Hi, I am Vincent Hayward and this is my first blog on QlikFix.com, okay well to be honest; it’s my first blog post ever. So let me introduce myself first as colleague of Barry Harmsen at Bitmetric. Furthermore I am working with QlikView since 2010 and before that I was a WebFocus consultant. But eventually you stick with the best, so QlikView and Qlik Sense it is and WebFocus at rest. To conclude this short introduction; I am 39 years old, living in Naaldwijk, The Netherlands with my wife and kids. Loves to play indoor soccer and videogames, such as Overwatch, Civilization, Red Dead Redemption 2, Diablo and Starcraft.
Qlik Sense has really made progress becoming a full scale product as QlikView and made a huge effort having certain features in Qlik Sense that were common in QlikView. At the end of 2018 with the November 2018 release we even got variable input, tabbed containers, buttons as a dashboard bundle package. Basically it was an extension package, which was added to the Qlik Sense Installer by default and who cares!?
With the february 2019 release they really vamped the look and feel with an improved flow within the application. Now we can move from data, analysis and story much better then before. It became an one click navigation element as a horizontal menu.
Another small improvement is the fact that the top left navigation menu’s became one single hamburger menu with the menu items App overview, Data manager, Data load editor, Data model viewer, Open hub, Add data, Touch screen mode (on/off), Help and About, which could previously be found under the compas icon or the list icon in previous versions.
Another small improvement in the application flow is the Hide Assets and Hide Properties functionality. Unlike previous versions, we can now finally extend our viewport by hiding the left and right panels in the edit mode of sheets (Analysis). But I sincerely hope that with the next release after the February 2019 release this would be also possible in the Script Editor. Fingers crossed!

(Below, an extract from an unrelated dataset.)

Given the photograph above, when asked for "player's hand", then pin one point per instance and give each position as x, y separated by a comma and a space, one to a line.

Another great improvement is that the expression editor provides a way to evaluate the results of calculations with dollar-sign expansions. For developers who use variables a lot it’s a blessing! We can see how these variables evaluate in the context of an entire expression. This reduces the chances of having the wrong syntax.
In the November 2018 release some objects were added at the Custom Objects library as the Dashboard Bundle, like the button for navigation, date picker, on-demand reporting, show/hide container, tabbed container and variable input. In the February 2019 release they added nice icons for these objects, but also one new object has been added, the share button. The Share Button object copies the URL in to the clipboard for further use (or sharing)
The other improvement of the Qlik Sense February 2019 release is the set of additional visualizations as the Qlik Visualization Bundle, with more ‘exotic’ visualizations such as funnel chart, heatmap chart, multi KPI, network chart, radar chart, sankey chart and the good old word cloud chart.
Of course there are some more features in the Qlik Sense Desktop February 2019 release, but I hope this gives you a very good impression the latest version of Qlik Sense.